While admitting she got her job with the Eagles because her father, Leonard Tose, was the owner, Spencer says she still wanted - and needed - to be taken seriously by other GMs, players and the team's bankers. To do that, she had to understand every facet of the team's business better than any man would have had to. It's not fair, but that's the way the world is for women in a masculine environment, she says.
“You have to know your material stone-cold. Women are held to a higher standard than men,” says Spencer, who was surrounded by football for much of her youth, thanks to her father's purchase of the Eagles in the 1960s.
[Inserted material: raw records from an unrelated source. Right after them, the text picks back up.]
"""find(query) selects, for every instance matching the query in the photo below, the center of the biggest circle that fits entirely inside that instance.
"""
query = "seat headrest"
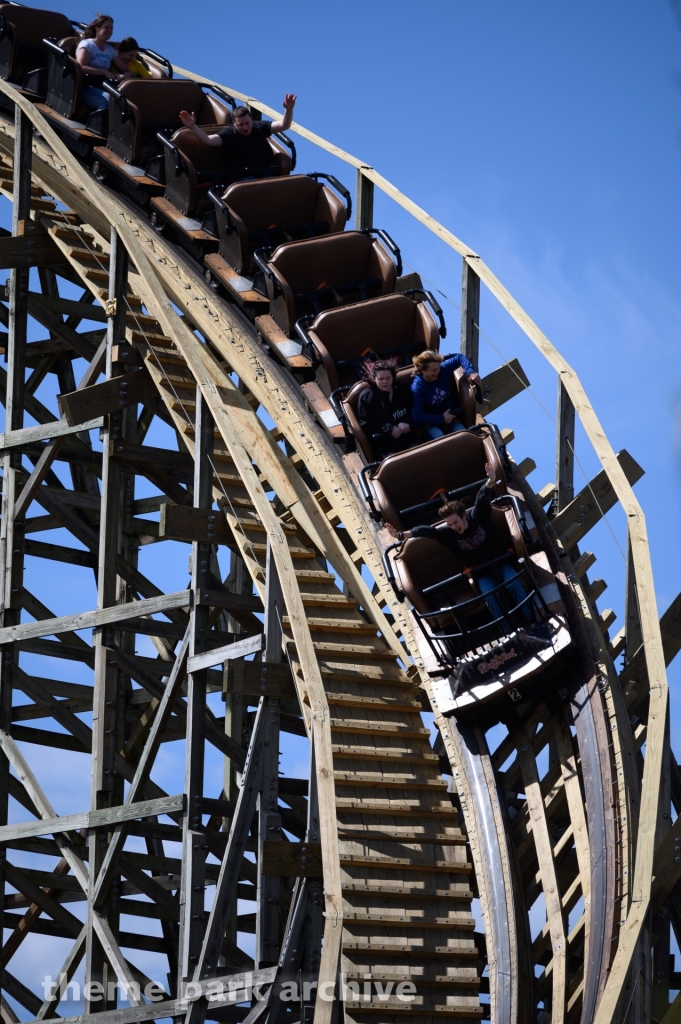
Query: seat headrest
(384, 323)
(70, 44)
(160, 100)
(273, 201)
(32, 26)
(416, 475)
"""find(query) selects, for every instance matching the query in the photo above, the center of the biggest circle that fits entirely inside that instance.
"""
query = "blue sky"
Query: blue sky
(548, 137)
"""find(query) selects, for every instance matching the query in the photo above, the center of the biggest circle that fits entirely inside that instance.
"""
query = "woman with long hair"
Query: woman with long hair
(384, 408)
(96, 55)
(431, 388)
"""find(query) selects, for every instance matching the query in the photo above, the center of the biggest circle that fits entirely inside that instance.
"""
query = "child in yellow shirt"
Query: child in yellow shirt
(128, 50)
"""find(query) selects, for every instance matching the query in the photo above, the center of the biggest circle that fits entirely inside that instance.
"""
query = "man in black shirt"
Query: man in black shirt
(247, 151)
(468, 534)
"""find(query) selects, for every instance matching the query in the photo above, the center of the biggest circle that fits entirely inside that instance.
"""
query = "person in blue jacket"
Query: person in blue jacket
(431, 388)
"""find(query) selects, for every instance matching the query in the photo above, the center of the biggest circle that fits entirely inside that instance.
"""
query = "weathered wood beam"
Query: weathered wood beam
(109, 396)
(592, 503)
(249, 645)
(194, 844)
(11, 534)
(181, 523)
(564, 450)
(93, 620)
(470, 314)
(502, 385)
(92, 819)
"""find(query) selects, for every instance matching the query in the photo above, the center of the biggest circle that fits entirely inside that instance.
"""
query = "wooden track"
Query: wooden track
(401, 857)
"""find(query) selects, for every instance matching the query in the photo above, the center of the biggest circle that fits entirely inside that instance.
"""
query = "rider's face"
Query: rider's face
(431, 372)
(244, 125)
(457, 523)
(384, 380)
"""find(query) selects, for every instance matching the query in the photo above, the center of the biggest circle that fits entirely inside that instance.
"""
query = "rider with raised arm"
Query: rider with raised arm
(468, 534)
(247, 148)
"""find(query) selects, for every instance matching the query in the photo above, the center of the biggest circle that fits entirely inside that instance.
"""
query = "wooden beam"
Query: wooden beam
(35, 248)
(258, 679)
(249, 645)
(564, 450)
(592, 503)
(364, 203)
(502, 385)
(110, 396)
(92, 819)
(58, 428)
(292, 859)
(179, 522)
(92, 620)
(470, 314)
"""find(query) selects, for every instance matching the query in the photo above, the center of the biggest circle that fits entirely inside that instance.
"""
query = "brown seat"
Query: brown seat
(391, 326)
(149, 105)
(464, 398)
(256, 214)
(423, 475)
(194, 168)
(305, 278)
(421, 563)
(22, 34)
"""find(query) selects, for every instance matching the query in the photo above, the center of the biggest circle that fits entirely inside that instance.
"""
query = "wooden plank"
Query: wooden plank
(470, 314)
(181, 522)
(92, 819)
(564, 450)
(292, 859)
(58, 428)
(90, 620)
(249, 645)
(502, 385)
(33, 249)
(289, 350)
(593, 502)
(110, 396)
(259, 679)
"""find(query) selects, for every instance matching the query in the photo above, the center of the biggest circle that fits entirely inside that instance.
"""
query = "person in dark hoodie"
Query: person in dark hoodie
(468, 534)
(431, 388)
(384, 409)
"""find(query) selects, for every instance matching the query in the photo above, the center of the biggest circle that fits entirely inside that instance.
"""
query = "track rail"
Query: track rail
(398, 868)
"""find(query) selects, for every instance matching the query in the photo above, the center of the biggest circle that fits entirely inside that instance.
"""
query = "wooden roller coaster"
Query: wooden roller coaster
(363, 877)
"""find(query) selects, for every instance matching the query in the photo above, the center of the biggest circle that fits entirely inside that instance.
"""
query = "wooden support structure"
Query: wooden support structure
(368, 867)
(470, 314)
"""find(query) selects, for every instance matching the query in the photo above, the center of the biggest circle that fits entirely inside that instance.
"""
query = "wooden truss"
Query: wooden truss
(364, 876)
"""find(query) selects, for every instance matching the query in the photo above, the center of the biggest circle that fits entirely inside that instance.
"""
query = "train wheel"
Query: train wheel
(100, 172)
(158, 224)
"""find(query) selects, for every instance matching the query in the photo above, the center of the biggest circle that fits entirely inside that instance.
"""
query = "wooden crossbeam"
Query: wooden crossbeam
(592, 503)
(92, 819)
(92, 620)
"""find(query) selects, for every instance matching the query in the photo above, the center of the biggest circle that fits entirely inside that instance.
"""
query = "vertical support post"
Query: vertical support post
(364, 203)
(269, 819)
(633, 634)
(564, 450)
(105, 664)
(470, 313)
(194, 843)
(11, 531)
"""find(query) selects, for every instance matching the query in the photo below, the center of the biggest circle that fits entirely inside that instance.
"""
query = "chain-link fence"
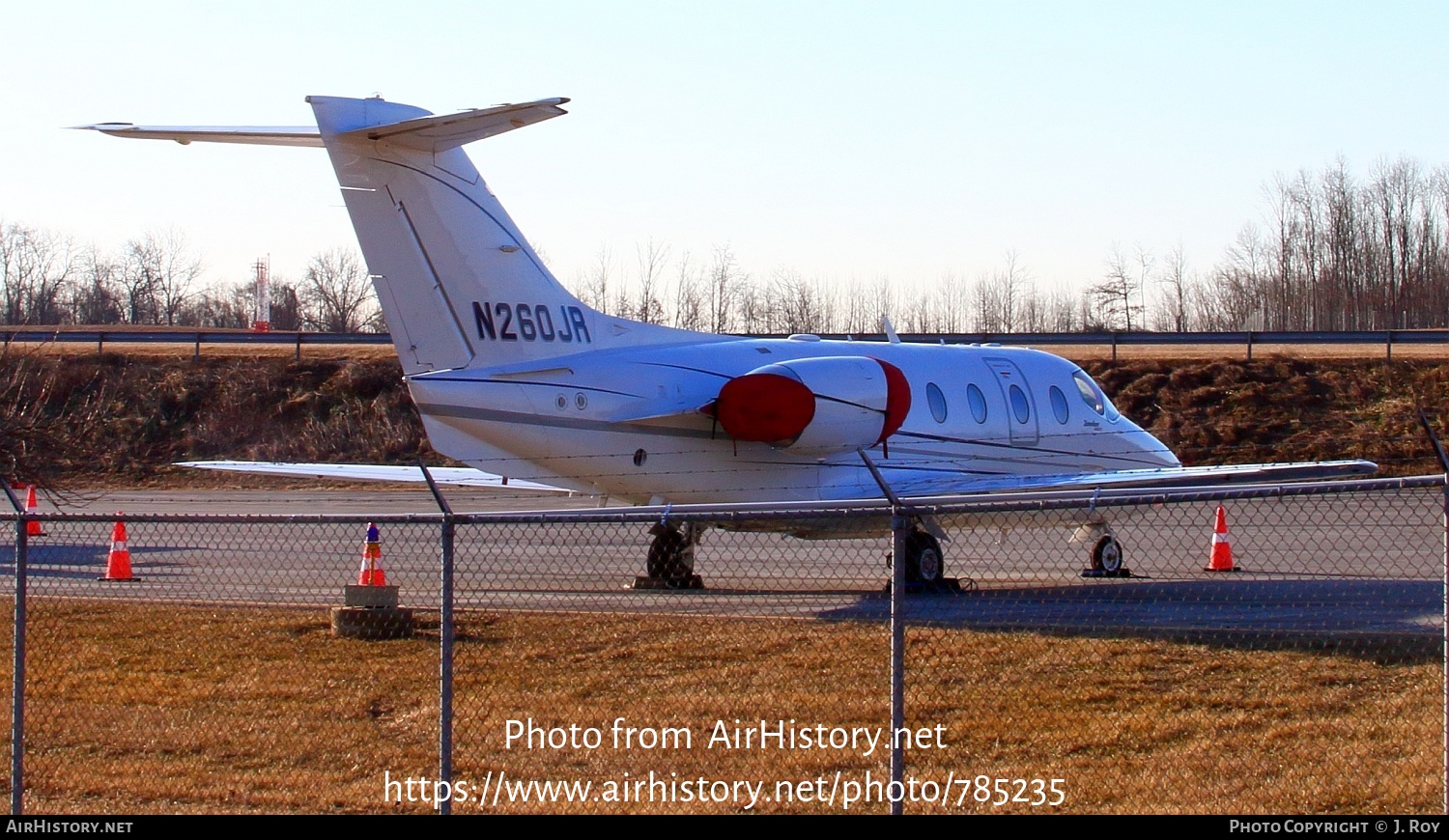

Even if women don't have the good fortune to be the child of a team owner or top business executive, there's no reason they can't do research on their own, she says.
“You have to immerse yourself in it.”
It's frustrating, but not surprising, that 26 years after she left the Eagles (when her father was forced to sell the team to cover gambling debts), Spencer is still the only woman to have been an NFL GM, says Sue Rodin. Rodin, founder of Women in Sports and Events (WISE), says old habits die hard in male-dominated businesses.
“I think there's a lot of history, there's a male-dominated culture, there's some inertia and I'm sorry to say, there's an old boys' network,” said Rodin, pointing out that sports is far from the only offender. “It's like that in law, it's like that on Wall Street, too.”